Chocolate Hamantaschen
Filling
1 stick butter
4 ounces unsweetened chocolate, coarsely chopped
3/4 cup sugar
1 teaspoon vanilla extract
1/4 teaspoon salt
2 cold eggs
2 tablespoons all-purpose flour
Melt the butter and chocolate together in a double boiler, stirring frequently. Remove the top of the double boiler and add the sugar, vanilla extract and salt and continue stirring. Add the eggs one at a time, stirring to incorporate each completely before adding the next. Finally, stir in the flour and beat with a wooden spoon by hand for about a minute. The filling will turn glossy and begin to come away from the bowl. Transfer to a small bowl, cover, and refrigerate until needed. NOTE: IF YOU FREEZE THIS, IT SEPARATES A TEENY BIT. SO WHAT.
Cookie Dough
2 cups flour
1/2 teaspoon baking powder
1/4 teaspoon salt
1 stick butter, softened but not squishy
1 cup sugar
1 egg
1 1/2 teaspoons vanilla extract
Mix the first three ingredients with a whisk and set aside. In a large bowl using an electric mixer, cream together the butter and sugar for about 3 - 4 minutes, until light and fluffy. Beat in the egg and the vanilla, and then, on low speed, beat in the flour until just incorporated. Form the dough into two bricks, warp with plastic wrap and refrigerate over night.  NOTE: FREEZES BEAUTIFULLY.

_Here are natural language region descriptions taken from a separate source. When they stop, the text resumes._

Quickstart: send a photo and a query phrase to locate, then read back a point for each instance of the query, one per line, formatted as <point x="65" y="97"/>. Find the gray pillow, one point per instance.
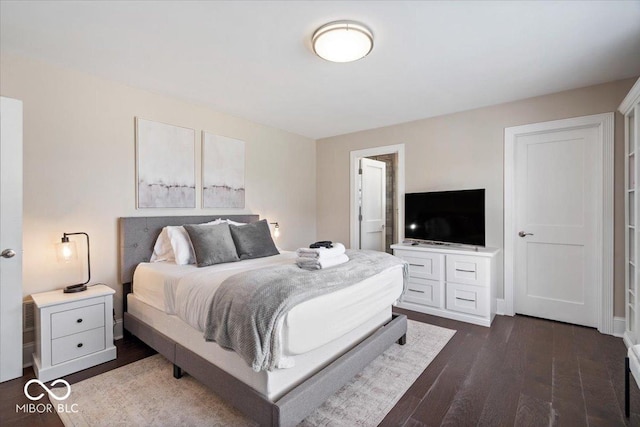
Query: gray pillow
<point x="212" y="243"/>
<point x="253" y="240"/>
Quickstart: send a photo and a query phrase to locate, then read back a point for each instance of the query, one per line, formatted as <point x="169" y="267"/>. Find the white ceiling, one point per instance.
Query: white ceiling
<point x="254" y="60"/>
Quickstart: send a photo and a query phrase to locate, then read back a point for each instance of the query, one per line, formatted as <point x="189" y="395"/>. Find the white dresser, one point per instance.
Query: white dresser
<point x="448" y="281"/>
<point x="73" y="331"/>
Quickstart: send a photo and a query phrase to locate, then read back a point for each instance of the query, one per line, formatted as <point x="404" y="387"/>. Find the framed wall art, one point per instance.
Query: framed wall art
<point x="165" y="156"/>
<point x="222" y="172"/>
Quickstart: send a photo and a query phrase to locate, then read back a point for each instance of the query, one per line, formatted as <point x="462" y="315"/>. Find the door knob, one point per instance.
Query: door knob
<point x="8" y="253"/>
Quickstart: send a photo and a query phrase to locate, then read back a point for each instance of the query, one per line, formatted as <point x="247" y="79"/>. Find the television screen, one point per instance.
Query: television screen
<point x="445" y="216"/>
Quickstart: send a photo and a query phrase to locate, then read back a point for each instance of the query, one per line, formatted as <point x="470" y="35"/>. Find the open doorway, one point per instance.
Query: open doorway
<point x="376" y="217"/>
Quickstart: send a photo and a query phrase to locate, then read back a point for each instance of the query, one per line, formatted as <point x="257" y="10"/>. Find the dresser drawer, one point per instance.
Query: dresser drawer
<point x="422" y="264"/>
<point x="467" y="299"/>
<point x="81" y="319"/>
<point x="423" y="291"/>
<point x="77" y="345"/>
<point x="467" y="270"/>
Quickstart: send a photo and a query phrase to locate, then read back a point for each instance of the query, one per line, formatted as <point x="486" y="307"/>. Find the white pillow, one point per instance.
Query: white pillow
<point x="233" y="222"/>
<point x="181" y="244"/>
<point x="173" y="244"/>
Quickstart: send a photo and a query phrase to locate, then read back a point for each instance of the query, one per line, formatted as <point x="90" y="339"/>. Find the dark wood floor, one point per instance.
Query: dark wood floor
<point x="520" y="372"/>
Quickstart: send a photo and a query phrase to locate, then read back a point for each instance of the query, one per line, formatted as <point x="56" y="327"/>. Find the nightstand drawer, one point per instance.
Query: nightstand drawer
<point x="423" y="291"/>
<point x="77" y="345"/>
<point x="467" y="299"/>
<point x="81" y="319"/>
<point x="468" y="270"/>
<point x="423" y="265"/>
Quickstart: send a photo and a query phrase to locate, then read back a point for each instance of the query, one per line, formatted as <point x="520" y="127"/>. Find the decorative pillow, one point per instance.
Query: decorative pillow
<point x="212" y="244"/>
<point x="173" y="244"/>
<point x="162" y="250"/>
<point x="253" y="240"/>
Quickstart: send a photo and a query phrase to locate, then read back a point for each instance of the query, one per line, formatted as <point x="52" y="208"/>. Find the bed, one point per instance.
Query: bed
<point x="326" y="351"/>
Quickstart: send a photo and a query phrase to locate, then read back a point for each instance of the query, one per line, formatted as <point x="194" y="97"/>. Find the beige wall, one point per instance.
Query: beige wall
<point x="465" y="150"/>
<point x="79" y="167"/>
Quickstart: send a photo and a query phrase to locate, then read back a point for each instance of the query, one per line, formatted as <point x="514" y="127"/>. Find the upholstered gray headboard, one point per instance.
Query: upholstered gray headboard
<point x="138" y="236"/>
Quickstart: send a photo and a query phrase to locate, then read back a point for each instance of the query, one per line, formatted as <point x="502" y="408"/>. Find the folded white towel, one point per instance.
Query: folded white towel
<point x="317" y="263"/>
<point x="322" y="253"/>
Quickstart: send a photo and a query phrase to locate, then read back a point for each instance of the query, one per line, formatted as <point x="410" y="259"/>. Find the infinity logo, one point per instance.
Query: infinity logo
<point x="48" y="390"/>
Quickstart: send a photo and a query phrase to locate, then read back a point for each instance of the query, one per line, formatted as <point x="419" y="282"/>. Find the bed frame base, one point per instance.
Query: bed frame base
<point x="298" y="403"/>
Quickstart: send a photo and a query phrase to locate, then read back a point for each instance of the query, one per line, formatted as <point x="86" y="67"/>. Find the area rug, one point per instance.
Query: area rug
<point x="144" y="393"/>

With the oven preheated to 350, remove the dough from the refrigerator and allow to warm until it becomes supple enough to roll out. Roll each brick individually to a thickness of about 1/8". It is easiest to do this between two sheets of wax paper. You may want to turn the dough over a couple of times, keeping it between the two sheets, to ensure that no deep creases form.
Cut cookies out using a 3" round cutter and transfer cookie rounds to a cookie sheet lined with parchment paper. Put a leveled teaspoon of filling in the center of each cookie round, then bring 3 sides of each round up to partially cover the filling. Pinch the sides together. Cookies should be spaced about 1/2" apart on the sheet.
Bake for a total of 16-18 minutes, rotating the pans half-way through baking.  Let cool briefly on cookie sheet, and allow to cool completely on racks.

I give mine away as soon as I make them, because they are too good.